WASHINGTON, D.C. – Ways and Means Committee Chairman Jason Smith (MO-08) is requesting the investigation and ultimately revocation of the New Georgia Project’s tax-exempt status in a letter to Acting-Internal Revenue Service Commissioner (IRS), Melanie Krause. The nonprofit was founded by twice-failed Georgia gubernatorial candidate, Stacey Abrams, in 2013 as an organization dedicated to turning out left-leaning voters in Georgia. The organization received what is perhaps the largest state ethics fine in U.S. history after it was recently found by the Georgia State Ethics Commission (GSEC) to have illegally contributed millions to Abrams’s failed 2018 gubernatorial bid while under the leadership of current U.S. Senator Raphael Warnock (D-GA).
In the letter, Chairman Smith writes:
“The New Georgia Project, which at the time was led by U.S. Senator Raphael Warnock, admitted to 16 violations of state law. The GSEC found that the New Georgia Project failed to disclose over $4.2 million in contributions and over $3.2 million in expenditures during the 2018 election cycle.
“As you know, under Internal Revenue Code Section 501(c)(3), organizations are strictly prohibited from participating in or intervening in any political campaign on behalf of or in opposition to any candidate for public office. The IRS may revoke an organization’s tax-exempt status or assess excise taxes for certain types of violations if it determines the organization is noncompliant as it relates to political campaign intervention. According to the GSEC’s findings, the New Georgia Project accepted contributions and made expenditures ‘for communications of express advocacy in the 2018 cycle…to influence the election for Governor to the benefit of Stacey Abrams’ candidacy along with other statewide candidates.’ The New Georgia Project’s intervention in the 2018 election cycle in support of Stacey Abrams and other candidates’ campaigns amounts to a clear violation of their tax-exempt status.”

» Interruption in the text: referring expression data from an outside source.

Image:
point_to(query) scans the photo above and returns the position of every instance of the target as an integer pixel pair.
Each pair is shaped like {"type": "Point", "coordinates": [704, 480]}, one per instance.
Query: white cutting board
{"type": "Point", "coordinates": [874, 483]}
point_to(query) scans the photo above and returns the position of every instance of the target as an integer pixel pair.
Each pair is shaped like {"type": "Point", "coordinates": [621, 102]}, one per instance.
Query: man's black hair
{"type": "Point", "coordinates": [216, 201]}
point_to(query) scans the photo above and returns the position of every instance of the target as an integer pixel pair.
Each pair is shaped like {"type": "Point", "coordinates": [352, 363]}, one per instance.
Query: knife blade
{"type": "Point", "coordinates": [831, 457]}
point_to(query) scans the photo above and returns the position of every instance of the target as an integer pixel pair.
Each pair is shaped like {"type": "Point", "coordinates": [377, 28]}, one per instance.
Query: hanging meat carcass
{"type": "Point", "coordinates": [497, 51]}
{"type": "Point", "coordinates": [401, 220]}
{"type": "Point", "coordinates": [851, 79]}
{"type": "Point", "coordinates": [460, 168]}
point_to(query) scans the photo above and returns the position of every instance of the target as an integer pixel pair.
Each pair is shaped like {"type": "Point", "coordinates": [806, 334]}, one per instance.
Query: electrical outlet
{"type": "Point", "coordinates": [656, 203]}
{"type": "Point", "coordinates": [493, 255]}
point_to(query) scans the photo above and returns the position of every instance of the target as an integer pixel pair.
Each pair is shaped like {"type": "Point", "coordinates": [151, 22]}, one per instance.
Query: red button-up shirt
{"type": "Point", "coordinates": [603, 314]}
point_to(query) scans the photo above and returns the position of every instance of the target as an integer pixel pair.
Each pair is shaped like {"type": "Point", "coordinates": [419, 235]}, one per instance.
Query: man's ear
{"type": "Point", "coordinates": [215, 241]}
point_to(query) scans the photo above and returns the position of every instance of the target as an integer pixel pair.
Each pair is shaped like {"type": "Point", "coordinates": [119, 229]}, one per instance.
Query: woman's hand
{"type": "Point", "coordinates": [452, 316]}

The letter comes amid an ongoing Ways and Means Committee investigation into the United States’ tax-exempt sector, which has already uncovered numerous abuses of tax-exempt status. Last year, Chairman Smith called on the IRS to revoke the tax-exempt status of multiple organizations after the Committee’s investigation uncovered ties to Foreign Terrorist Organizations and support of illegal activity in the United States. Just a few weeks later, the Department of Treasury designated the fiscal sponsor of one of the groups mentioned in Chairman Smith’s letters as a “a sham charity that serves as an international fundraiser for the Popular Front for the Liberation of Palestine terrorist organization.”